Moving on, he then meets this guy in today’s gospel. And notice what he does. He takes the man away from the crowd, so no one can see him perform the miracle. It’s almost like he’s embarrassed to be caught performing another miracle for pagans.
And, right after this story, comes another multiplication of the loaves and fishes. Here he is, caught in pagan territory, with a large crowd to feed, and he repeats the miracle. Right after he repeats the miracle, they get back in the boat again. And there’s a big commotion in the boat. And Jesus says, “What are you arguing about this time.” They say, “We’ve forgotten to bring bread.” It’s a ludicrous statement. Jesus has just fed four thousand people with a couple loaves of bread, and they are worrying because they don’t have enough bread in the boat. And he says to them, “Do you not yet understand?” Do you not yet understand?

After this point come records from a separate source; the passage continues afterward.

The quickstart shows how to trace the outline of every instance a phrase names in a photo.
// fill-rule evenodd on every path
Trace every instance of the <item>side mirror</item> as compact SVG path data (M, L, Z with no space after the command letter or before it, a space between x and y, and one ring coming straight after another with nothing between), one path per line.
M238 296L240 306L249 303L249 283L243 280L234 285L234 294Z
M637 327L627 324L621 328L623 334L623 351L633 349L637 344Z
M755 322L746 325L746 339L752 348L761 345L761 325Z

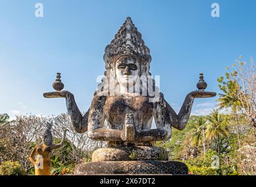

Right after that, they’re back home in Jewish territory, and he’s asked to cure a blind man. He makes mud, and he smears it on the guy’s eyes, and then he washes it off and he says, “Can you see now?” And the man says, “Well, I can see something. But the people look like stick figures.” And Jesus repeats the process a second time. He says, “Now how do you see?” “Oh, now I can see clearly.”
And that’s the moral of this whole long episode, from bread to bread. It’s about seeing clearly. And the disciples now begin to understand who Jesus is. And in the very next episode, Jesus will then reveal to them that he will be crucified and rise. Because, up until that time, they could not hear that message.
And that’s what these stories are about. They’re about coming to understand, from non-belief to belief, from lack of understanding to understanding. And even Jesus has to grow in his understanding of his mission. He started out thinking that he shouldn’t do any miracles among the pagans because he was called to preach to the Jews, and he ends up doing the most marvelous of miracles among them because he has grown in his understanding of what God, his father, wants him to do.
Sometimes, we don’t see. It could be because we can’t see, or it might be because we don’t want to see. Sometimes we don’t hear. It could be because we can’t hear, or it could be because we don’t want to hear. Being unable to see or hear means there is something outside of ourselves that is blocking our being open. Not wanting to see or hear means that we ourselves are blocking further understanding. Notice what Jesus said to the deaf man. As he put his fingers in his ears he said, “Be open.” Be open.
Sometimes we need to pray that God will help us to see what we don’t want to see, to hear what we don’t want to hear, to be able to see what, so far, we’ve been unable to see, to be able to hear what, so far, we’ve been unable to hear.